Mas, afinal, como podemos interpretar a atual crise que ronda a região amazônica e que muito
debilita a sua tímida economia? Ora, os efeitos dessa crise já são danosos na região, vistos, principalmente,
pelo aumento diário de contingentes de desempregados e pela contínua queda do poder de compra de salário.
Pois bem, então o que está acontecendo com a economia amazônica? Mais do que podemos imaginar,
qualquer análise que se deva fazer para desvendar o atual padrão de crise regional deve passar,
necessariamente, pelo entendimento da (des)ordem dos acontecimentos que estão ocorrendo tanto no plano
da economia mundial, quanto no mosaico de complexidade da economia brasileira.

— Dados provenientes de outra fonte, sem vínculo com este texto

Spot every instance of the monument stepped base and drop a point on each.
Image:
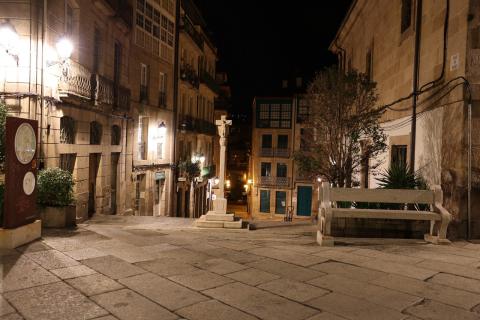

Do lado da economia mundial, o cenário não poderia ser mais nebuloso. Contribui, para isso, o
constante e agravante solavanco por parte dos Estados Unidos que, paulatinamente, está conduzindo o
mundo capitalista a uma situação de potencial recessão – ou refreada de acumulação de capital com
implicações diretas na renda do consumidor global que, imediatamente, passará a consumir menos e, de
forma direta, no nível macro, afetará o volume de mercadoria importada. Os efeitos, inclusive, já são
sentidos nas principais economias mundiais, com destaque para as potências européias e Japão, que estão
consumindo menos. No plano monetário do G-7, o ien e o euro se revezam no papel de Titanic, versão póscrise (especulativa) asiática.
De forma mais dependente, do lado da crise mundial, o terremoto argentino – mais do que o
solavanco Turco - é outro fator que muito está contribuindo para o agravamento do quadro endógeno da
economia brasileira. Apenas para demonstrar a profundidade da relação siamesa existente entre essas duas
nações, vamos imaginar uma menção de moratória por parte do país vizinho – alias, fato muito provável de
acontecer. Ora, isso seria ainda mais desastroso para o Brasil, pois, de imediato, entraríamos na elevada e
perniciosa zona de risco e de incredibilidade financeira por parte do capital. Em termos reais, toda a América
Latina e, em escala maior, o mundo emergente, inclusive alguns países do leste asiático, entrariam numa
zona de quarentena de inconfiabilidade, do mesmo padrão imposto pelo G-7 aos países da Europa Oriental –
Albânia, Bulgária, Romênia e os estados oriundos da antiga Iugoslávia.
Portanto, é neste cenário intragável da economia mundial que se encontra inserido – pelas avessas - a
economia brasileira. Soma-se, a tudo isso, o desastre do apagão, como decorrência da falta de uma política
energética para o país que, traduzido de uma outra forma, indica que o governo está se habituando em
amarrar as próprias pernas. A crise amazônica atual, que muito atinge e debilita os raros segmentos
competitivos locais e que muito aflige os trabalhadores é, portanto, decorrente dos ventos e eventos exógenos
e endógenos da economia brasileira.
Mas não podemos esquecer que a crise amazônica apresenta algumas características próprias, talvez
decorrente do pífio quadro de acumulação colocado em prática via Grandes Projetos, dentro de um contexto
de estratégia malsucedida de política competitiva de desenvolvimento regional. Disso tudo já sabemos e a
consequência imediata foram duas décadas perdidas – os anos 80 e 90 que, diga-se de passagem, foram de
tais magnitudes inválidas que os seus efeitos são sentidos, ainda hoje, até nos ribeirinhos que habitam e
vendem queijo – saborosos, mas inflacionados - nas proximidades da cidade de Almeirim, no Oeste do Pará.
Podemos finalizar, então, dizendo que a atual crise amazônica é decorrente de quatro fatores: (i)
incertezas na economia mundial, capitaneada pela crise estadunidense; (ii) fragilidade política das
instituições brasileiras, com destaque para o legislativo e judiciário; (iii) incapacidade dos economistas de
Brasília, de forte tendência ultra-liberal, em perceber as especificidades efetivas (e keynesianas, de
intervenção do Estado) da economia nacional – diferente do que fazem os economistas chineses e indianos; e
(iii) herança de uma débil estrutura de desenvolvimento regional, colocado em prática, inicialmente, pela
antiga SPVEA e, depois, por alguns antigos (mas nem tão antigos) coronéis que administraram a Amazônia.